PNNL

Abstract

The structural and chemical bonding motifs manifested by the competition between hydrogen and chalcogen bonding in the homodimers of chalcogen hydrides (H2X)2, where X = O, S, Se, Te have been characterized using high-level electronic structure calculations and analysis of the electron density based on Quasi-atomic orbital (QUAO) and the Symmetry-adapted perturbation theory (SAPT) methods. The QUAO analysis clearly identifies a three-center interaction responsible for either hydrogen or chalcogen bonds: in the former, the s-bond connecting the donor and hydrogen atom participating in the hydrogen bond interacts with the lone pair on the nucleophile acceptor via the hydrogen atom, while in the latter this same s-bond interacts with the nucleophile lone pair via the donor chalcogen.
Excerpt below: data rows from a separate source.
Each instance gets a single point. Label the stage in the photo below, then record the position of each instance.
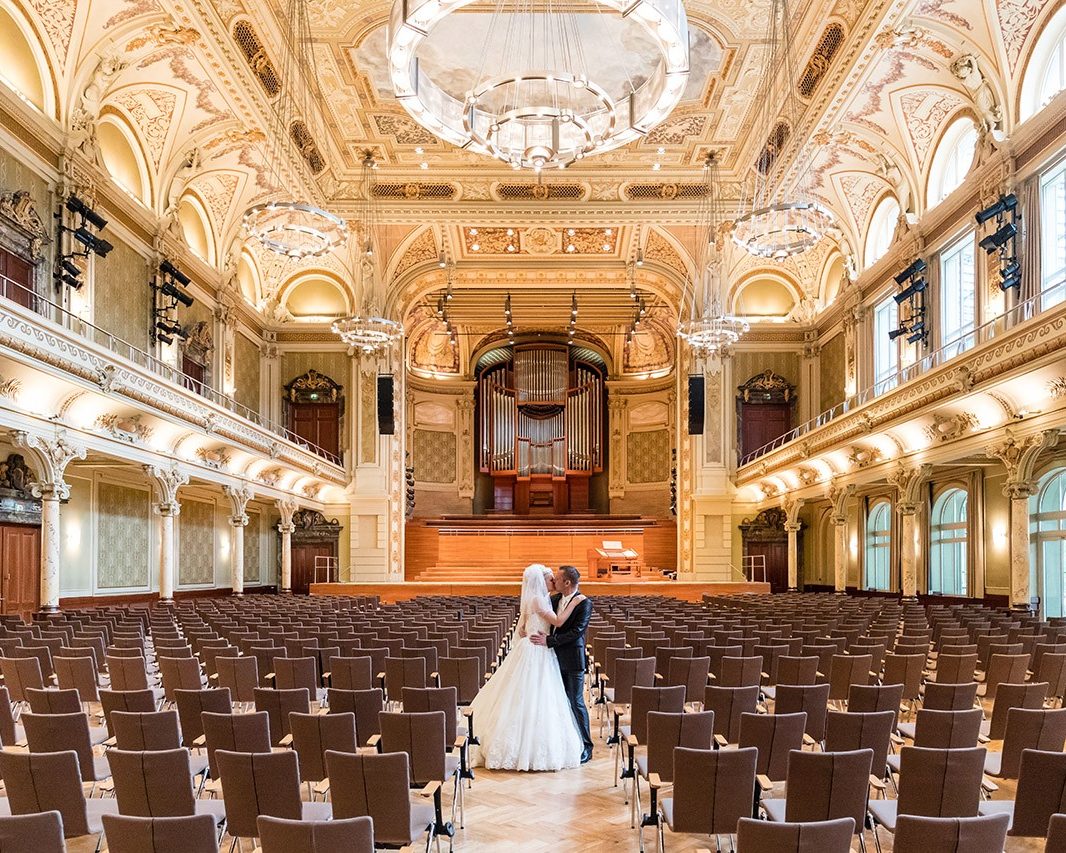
(489, 548)
(390, 593)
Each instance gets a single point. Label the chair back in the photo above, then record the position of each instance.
(669, 730)
(374, 786)
(422, 737)
(152, 731)
(827, 786)
(243, 733)
(826, 836)
(945, 696)
(193, 703)
(193, 834)
(312, 734)
(668, 699)
(729, 705)
(1031, 729)
(811, 698)
(974, 835)
(152, 784)
(257, 784)
(948, 729)
(940, 783)
(32, 833)
(277, 835)
(860, 730)
(46, 782)
(365, 704)
(278, 705)
(712, 789)
(774, 736)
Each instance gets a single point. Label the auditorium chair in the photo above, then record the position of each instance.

The number of minimum energy structures increase dramatically from one for (H2O)2, three for (H2S)2, four for (H2Se)2, and finally six for (H2Te)2. The emergence of the chalcogen-bonded arrangements appears for (H2S)2 with their subsequent energetic stabilization over the hydrogen-bonded minima manifesting in (H2Se)2 and (H2Te)2. In particular, one of the (H2S)2 , two of the (H2Se)2, and three of the (H2Te)2 dimers are chalcogen bonded. Induction plays a small but important role in stabilizing hydrogen over chalcogen-bonded structures, while dispersion is more important for chalcogen bonds.